When Union City Mayor and newly elected 33rd District Assemblyman Brian Stack resigned his position as Hudson County Freeholder two weeks ago, many in the area wondered who would replace him.
Stack didn’t have to look far to find that replacement when he recommended fellow Union City Commissioner Tilo Rivas.
Last week, the Hudson County Democratic Committee’s Sixth District members unanimously elected Rivas as Hudson County Freeholder for the 33rd District. The freeholder board oversees county contracts, business, and facilities (like the courthouse and jail).
As the highest-elected Dominican official in Hudson County, Rivas, according to Union City Mayor Brian Stack, is a perfect fit for the freeholder position.
“First of all, Tilo is someone who is a complete gentleman,” said Stack in a recent interview. “He’ll work hard and he is a team player, and on the freeholders, you have to be a team player. You have to know how to bend.”
Added Stack, “Tilo brings a perspective of being someone who knows municipal issues. He will be able to bring even more to the people of the 33rd District.”
Chairman of the Board of Hudson County Freeholders Sal Vega echoed Stack’s sentiments in a telephone interview last week.
“I’m sad to see Brian go,” said Vega. “We were very comfortable having him on the board with him being a mayor, but Tilo will be an asset to the freeholders. He has pledged to focus on things like education and housing, many things that are important to not only Union City but to the rest of the county.”
According to Vega, Rivas’ experience as a municipal official is an important facet in his appointment to the freeholders.
“Usually, there’s a learning curve for anyone that is an elected official,” said Vega. “It’s much easier to make the transition if you have experience, and Tilo has that experience. I expect him to fit right in.”
Rivas will serve out the rest of Stack’s term, which ends Dec. 31, 2005, and he has served as a Union City Commissioner since May, 2002. Rivas also served on the Union City Board of Education in 2001.
Rivas has worked for the Kraft Foods Corporation as a research scientist for Nabisco for over 10 years.
According to published reports, two other Union City officials were on Stack’s list to replace him: Union City Commissioner Christopher Irizarry, Deputy Director of Public Affairs Lucio Fernandez, and Union City Redevelopment Agency Director Kennedy Ng. Stack said that Irizarry declined the position because he had just accepted an appointment to a post on the Union City Board of Education. Ng’s position with the Redevelopment Agency is federal and thus, he can’t be a freeholder, and Fernandez is being looked at for another city post.
Rivas’ appointment makes him the first elected Dominican to serve above the municipal level. And the gravity of that fact is not lost on Rivas.
“This gives me great pride,” said Rivas. “This is a great big step for Dominicans. This is a great opportunity for Dominicans statewide to realize that they can succeed. Not just to pursue the ‘American Dream’, but to help other people as well.”

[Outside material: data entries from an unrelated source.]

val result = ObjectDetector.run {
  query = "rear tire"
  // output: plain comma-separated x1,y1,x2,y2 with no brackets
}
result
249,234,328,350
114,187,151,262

Certainly, Rivas’ appointment by Stack could be seen nepotistic, but as Rivas sees it, the results are what counts. “Brian has been a big supporter of mine,” Rivas said. “But everyone else in Union City has supported me. We are not working for votes; we are working for the people. This is a distressed city and we need to help these people.”
According to Stack, there have been no comments on his appointment of Rivas to the post. “I doesn’t matter that he’s one of my commissioners. He brings experience to the position, that’s all that counts.”
What he’ll do
Rivas stated last week that he is already working on compiling a list of issues that he intends to tackle in his first months as a freeholder.
Said Rivas, “I am going to work to bring county government back to the people. I want to make bringing the Hudson County Community College to Union City a reality. And I want to make sure that the area that the school will be in will be improved.”
Rivas went on to list improvements and initiatives that he wants to work on. Said Rivas, “Also on this list is getting more affordable housing to Union City and to continue supporting the 47th Street pool project. I want to get more lights in parks and updating recreation areas.”
Continued Rivas, “Something that is very important to me is to make sure that more Union City high school students take part in the Hudson County School of Technology. I support the scholarship program that the county has, and I think it is very important that students focus on the sciences.”
Rivas stated that Union City will remain his focus, and that there are many issues in the city that he wants to home in on. One issue in particular that Rivas pledged to involve himself in is the chaotic and dangerous intersection at 32nd and Kennedy Boulevard.
“This is very important,” said Rivas. “We have to do something about that area. It is chaos there. I will propose a bridge that goes over the roadway. This is a public problem, and I will also propose a dedicated left turn signal at that intersection.” Added Rivas, “I cannot wait to tackle this issue. I will emphasize this. So many people have complained about it.”
Rivas concluded by pledging to carry on the agenda that departed Freeholder Brian Stack adhered to. “I will do whatever he would have done,” said Rivas. “I also will be working closely with County Executive Tom DeGise.”